The Hudgins Family: Arrived in San Diego in 1887 and moved to Coronado in 1905. Amos Hudgins escaped slavery in 1863 to join 2nd Kansas Colored Troops and fight in the Civil War, and later reach the rank of Sergeant as one of the original Buffalo Soldiers (1867-72). He and his entrepreneurial wife Cynthia moved from Topeka, Kansas to San Diego in 1887, before eventually moving to Coronado in 1904. Their son Algernon (a pioneer in Ham Radio and a WWI veteran), granddaughter Cynthia May and a great-grandson all resided in Coronado over the past 110 years.
Another important family that arrived in Coronado somewhat later is The Ludlow Family, who arrived in Coronado in 1918. James Ludlow served in the Philippines during the Spanish-American War and was later employed as a chauffeur for the French Consulate in Washington D.C. shortly before the onset of WWI. He his and his wife Tallie opened Satisfied Dry Cleaners on Orange Ave and raised a large family in their home on H Avenue. Five of their six children served simultaneously as active duty military during WWII. Their grandaughter Claudia Ludlow is currently the General Manager of the Glorietta Bay Inn here in Coronado.
Much of what I have discovered in these historic documents and photos, and the historical accounts found in history books, add only a glimpse of what life may have been like for these families. There remain few first person accounts of this history, yet there is one that it is particularly illuminating, the incredibly sweeping oral history told by Cynthia May Hudgins to Barbara Palmer in 2000.
Before their arrival in Coronado, many of these pioneers were enslaved or whose parents and multiple generations of their family who had been enslaved. Some, like Amos Hudgins and Edmund Marshall, heroically escaped slavery and participated in fighting for their personal freedom and the freedom for all Americans in the Civil War.
At the end of the Civil War, these families certainly rejoiced in the establishment of the Freedmen’s Bureau to support them, as the United States attempted to turn a new leaf as a multiracial democracy during the critically important Reconstruction period. Their hopes were most certainly crushed when Reconstruction was abandoned in 1877 and was replaced by a full embrace of Jim Crow. During that time they endured the terror of Night Riders and the rise of the KKK, and it is no surprise that when the chance came, they fled to the safety and better horizons out West in California.
Some, like Gus Thompson and the Marshall family, arrived in Coronado with the support and protection of Elisha Babcock, the dynamic visionary founder of Coronado and builder of the Hotel Del Coronado. Mr.
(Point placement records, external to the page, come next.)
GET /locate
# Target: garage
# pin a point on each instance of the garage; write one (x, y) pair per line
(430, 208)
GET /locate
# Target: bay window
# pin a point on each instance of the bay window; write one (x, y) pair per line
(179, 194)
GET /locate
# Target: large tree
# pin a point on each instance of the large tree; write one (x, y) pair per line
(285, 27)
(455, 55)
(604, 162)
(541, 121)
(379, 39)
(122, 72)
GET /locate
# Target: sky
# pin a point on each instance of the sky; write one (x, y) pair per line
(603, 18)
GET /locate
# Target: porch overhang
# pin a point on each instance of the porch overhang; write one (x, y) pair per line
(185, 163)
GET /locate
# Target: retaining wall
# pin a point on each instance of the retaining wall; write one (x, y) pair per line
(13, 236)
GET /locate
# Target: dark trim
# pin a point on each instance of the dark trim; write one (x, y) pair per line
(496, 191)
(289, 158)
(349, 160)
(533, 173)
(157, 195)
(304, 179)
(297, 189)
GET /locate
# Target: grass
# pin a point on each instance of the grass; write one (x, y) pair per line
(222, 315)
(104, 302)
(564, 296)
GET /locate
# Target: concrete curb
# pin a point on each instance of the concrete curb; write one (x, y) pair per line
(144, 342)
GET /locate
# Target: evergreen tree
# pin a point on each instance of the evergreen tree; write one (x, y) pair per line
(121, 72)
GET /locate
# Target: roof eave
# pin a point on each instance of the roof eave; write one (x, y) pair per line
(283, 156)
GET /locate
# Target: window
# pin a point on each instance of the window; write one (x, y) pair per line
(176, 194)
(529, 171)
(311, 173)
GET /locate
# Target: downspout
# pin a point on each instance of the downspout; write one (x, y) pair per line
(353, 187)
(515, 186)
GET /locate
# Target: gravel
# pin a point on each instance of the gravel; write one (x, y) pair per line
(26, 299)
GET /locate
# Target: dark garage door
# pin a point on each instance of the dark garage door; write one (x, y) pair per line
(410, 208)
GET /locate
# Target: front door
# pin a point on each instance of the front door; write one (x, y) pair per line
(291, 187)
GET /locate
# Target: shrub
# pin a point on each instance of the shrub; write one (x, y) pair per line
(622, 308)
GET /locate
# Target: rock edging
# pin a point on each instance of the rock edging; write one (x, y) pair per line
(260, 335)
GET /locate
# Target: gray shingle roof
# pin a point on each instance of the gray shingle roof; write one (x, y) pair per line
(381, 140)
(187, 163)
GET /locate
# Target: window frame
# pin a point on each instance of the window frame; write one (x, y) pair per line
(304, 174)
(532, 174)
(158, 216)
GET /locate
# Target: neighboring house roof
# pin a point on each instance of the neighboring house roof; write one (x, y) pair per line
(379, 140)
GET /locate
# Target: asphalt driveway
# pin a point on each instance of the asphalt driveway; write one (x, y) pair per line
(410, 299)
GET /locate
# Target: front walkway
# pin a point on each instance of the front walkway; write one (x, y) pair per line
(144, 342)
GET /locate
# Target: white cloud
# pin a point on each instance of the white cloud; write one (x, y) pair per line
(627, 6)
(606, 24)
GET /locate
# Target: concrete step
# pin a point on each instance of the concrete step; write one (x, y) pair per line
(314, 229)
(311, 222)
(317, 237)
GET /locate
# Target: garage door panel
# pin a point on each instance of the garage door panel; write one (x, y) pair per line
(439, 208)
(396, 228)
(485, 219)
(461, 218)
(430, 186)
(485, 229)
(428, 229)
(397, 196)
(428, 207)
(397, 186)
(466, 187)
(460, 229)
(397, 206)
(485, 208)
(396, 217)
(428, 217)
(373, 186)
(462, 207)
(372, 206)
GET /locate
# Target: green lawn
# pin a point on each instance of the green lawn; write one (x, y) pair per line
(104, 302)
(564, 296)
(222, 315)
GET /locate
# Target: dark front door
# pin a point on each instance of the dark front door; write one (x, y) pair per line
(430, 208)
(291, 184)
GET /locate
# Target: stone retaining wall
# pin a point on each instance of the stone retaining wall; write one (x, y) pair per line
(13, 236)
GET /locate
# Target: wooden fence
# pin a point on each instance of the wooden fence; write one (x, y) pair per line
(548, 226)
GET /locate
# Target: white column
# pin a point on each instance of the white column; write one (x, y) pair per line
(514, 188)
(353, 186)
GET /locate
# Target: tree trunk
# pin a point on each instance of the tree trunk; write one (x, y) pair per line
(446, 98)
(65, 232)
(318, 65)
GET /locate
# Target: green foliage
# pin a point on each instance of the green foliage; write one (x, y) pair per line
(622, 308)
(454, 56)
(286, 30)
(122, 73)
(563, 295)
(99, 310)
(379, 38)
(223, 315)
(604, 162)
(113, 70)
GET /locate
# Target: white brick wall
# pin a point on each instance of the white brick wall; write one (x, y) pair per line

Babcock came to Coronado with his young family from Evansville, Indiana (located just across the river from Henderson, Kentucky).
The photo below represented that promise of a new future. The photo is from 1887 or 1888, from the first school in Coronado. Among the unnamed children is most likely Richmond Marshall, age 14, son of former slave and civil war hero Edmund Marshall. It is a remarkably beautiful photo, and it remains the earliest proof of African Americans being resident in Coronado.
In the stories ahead, I hope to share more about what these families left behind in places like Henderson, Kentucky, and Topeka, Kansas, and the lives they built here in Coronado. They are truly American stories which represent how far we have come as a country, and the journey that remains ahead.